Mas isso não acontece só em bandas não é mesmo? Isso acontece nos mais diversos lugares. Parece uma forma maluca de tentar segurar um lugar ou um cargo não sei. Parece que aquilo é algo que pertence a nós e ninguém pode chegar perto se não... Ah se chegar perto eu mostro as garras e aí vai ver.
O pior de tudo é que geralmente, dez minutos depois, reclamamos que não tem ninguém que nos ajude, mas... nós expulsamos quem tenta se aproximar.
Lembrei-me hoje enquanto pensava sobre isso de um fato ocorrido comigo uma vez no salão da paróquia que frequentava quando morava em uma outra cidade.
O episódio é engraçado, mas ensina uma grande lição.

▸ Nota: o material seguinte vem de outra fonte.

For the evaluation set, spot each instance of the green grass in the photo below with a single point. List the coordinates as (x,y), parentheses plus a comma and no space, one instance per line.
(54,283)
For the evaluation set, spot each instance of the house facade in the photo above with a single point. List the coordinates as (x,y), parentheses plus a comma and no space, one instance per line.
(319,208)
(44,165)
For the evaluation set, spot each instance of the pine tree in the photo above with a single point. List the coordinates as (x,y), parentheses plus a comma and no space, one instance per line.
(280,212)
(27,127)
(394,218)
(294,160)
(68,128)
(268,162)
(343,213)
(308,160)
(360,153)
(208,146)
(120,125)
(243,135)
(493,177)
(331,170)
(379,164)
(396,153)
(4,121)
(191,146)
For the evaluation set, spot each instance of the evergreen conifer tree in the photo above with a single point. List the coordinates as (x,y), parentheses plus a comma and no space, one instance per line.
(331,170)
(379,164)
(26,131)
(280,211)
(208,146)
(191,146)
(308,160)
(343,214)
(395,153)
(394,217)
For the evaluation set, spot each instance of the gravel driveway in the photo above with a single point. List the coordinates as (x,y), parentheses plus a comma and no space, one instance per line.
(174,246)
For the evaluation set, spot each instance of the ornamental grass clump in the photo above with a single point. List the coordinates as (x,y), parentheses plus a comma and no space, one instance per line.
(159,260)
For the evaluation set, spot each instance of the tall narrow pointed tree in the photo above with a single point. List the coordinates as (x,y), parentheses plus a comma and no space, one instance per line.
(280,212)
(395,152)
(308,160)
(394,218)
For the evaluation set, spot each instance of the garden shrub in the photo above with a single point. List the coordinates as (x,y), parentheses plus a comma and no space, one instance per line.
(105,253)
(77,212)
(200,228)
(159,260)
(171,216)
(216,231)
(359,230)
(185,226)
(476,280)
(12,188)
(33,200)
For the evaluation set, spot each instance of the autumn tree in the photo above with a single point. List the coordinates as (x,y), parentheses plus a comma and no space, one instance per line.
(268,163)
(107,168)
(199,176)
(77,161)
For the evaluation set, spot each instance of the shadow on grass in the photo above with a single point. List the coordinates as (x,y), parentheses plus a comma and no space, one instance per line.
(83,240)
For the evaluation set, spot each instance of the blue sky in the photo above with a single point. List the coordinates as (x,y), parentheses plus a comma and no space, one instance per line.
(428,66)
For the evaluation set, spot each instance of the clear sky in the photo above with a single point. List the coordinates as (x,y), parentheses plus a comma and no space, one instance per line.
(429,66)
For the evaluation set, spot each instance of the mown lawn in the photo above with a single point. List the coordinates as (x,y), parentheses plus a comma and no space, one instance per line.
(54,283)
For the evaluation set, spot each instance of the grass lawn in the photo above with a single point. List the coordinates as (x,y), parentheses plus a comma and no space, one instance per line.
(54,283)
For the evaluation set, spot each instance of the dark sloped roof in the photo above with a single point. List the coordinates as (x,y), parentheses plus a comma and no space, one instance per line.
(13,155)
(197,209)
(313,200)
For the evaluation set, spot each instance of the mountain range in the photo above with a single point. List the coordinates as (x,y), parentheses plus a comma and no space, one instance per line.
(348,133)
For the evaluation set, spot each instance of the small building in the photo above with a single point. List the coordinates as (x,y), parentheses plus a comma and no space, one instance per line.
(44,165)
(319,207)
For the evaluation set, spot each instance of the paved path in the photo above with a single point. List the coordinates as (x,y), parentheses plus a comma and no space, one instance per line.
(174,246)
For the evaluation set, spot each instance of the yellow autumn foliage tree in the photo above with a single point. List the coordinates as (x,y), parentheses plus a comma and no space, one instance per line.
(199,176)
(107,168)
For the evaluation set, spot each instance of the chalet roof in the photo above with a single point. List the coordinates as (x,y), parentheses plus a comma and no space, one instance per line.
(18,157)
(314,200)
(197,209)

Pelo menos para mim ensinou.
Estavamos rezando no salão agradecendo o grupo de oração que tinha sido muito ungido e onde várias graças tinham acontecido e eu e outro servo começamos a cada um falar mais auto que o outro, mas não pela empolgação do espírito, era declaradamente uma disputa entre os dois. Foi até engraçado porque de repente, só se ouvia a voz dos dois embora todos rezassem.
Muito sabiamente o coordenador do grupo entrou na sala (acredito que ele sim enviado pelo Espírito Santo pra me fazer aprender uma valiosissima lição) e disse pra que nós dois parassemos de rezar e rezassemos em silêncio.
Ao final da oração, eu como sempre muito curioso fui questioná-lo porque ele tinha dito para que só nós dois rezassemos em silêncio.
Ele inspirado pelo Espírito Santo me perguntou:
- Você conseguiu rezar em silêncio? Ou só conseguia rezar enquanto podia disputar com o seu amigo?
E finalizou com uma frase que nunca vou me esquecer:
- Deus não está na discórdia nem nas disputas e sim na Paz.

É bem verdade que nas nossas relações seculares isso é bastante comum. É o famoso puxar o tapete... Mas se existe essa prática nos lugares onde nós, os cristãos vivemos, é porque antes existe dentro de nós.
Estou aprendendo uma grande lição com este livro.
Espero poder fazer como fizeram o Rogério Feltrin e o Eduardo Faro que foram lá e chamaram o Grevão pro Rosa de Saron e construíram uma maravilhosa história de evangelização juntamente com aquele que não tinha unção.

"Ele disse: - O que? Não tem unção para tocar com eles? Mas tem unção para tocar no Rosa. Vamos chamar esse cara para tocar com a gente."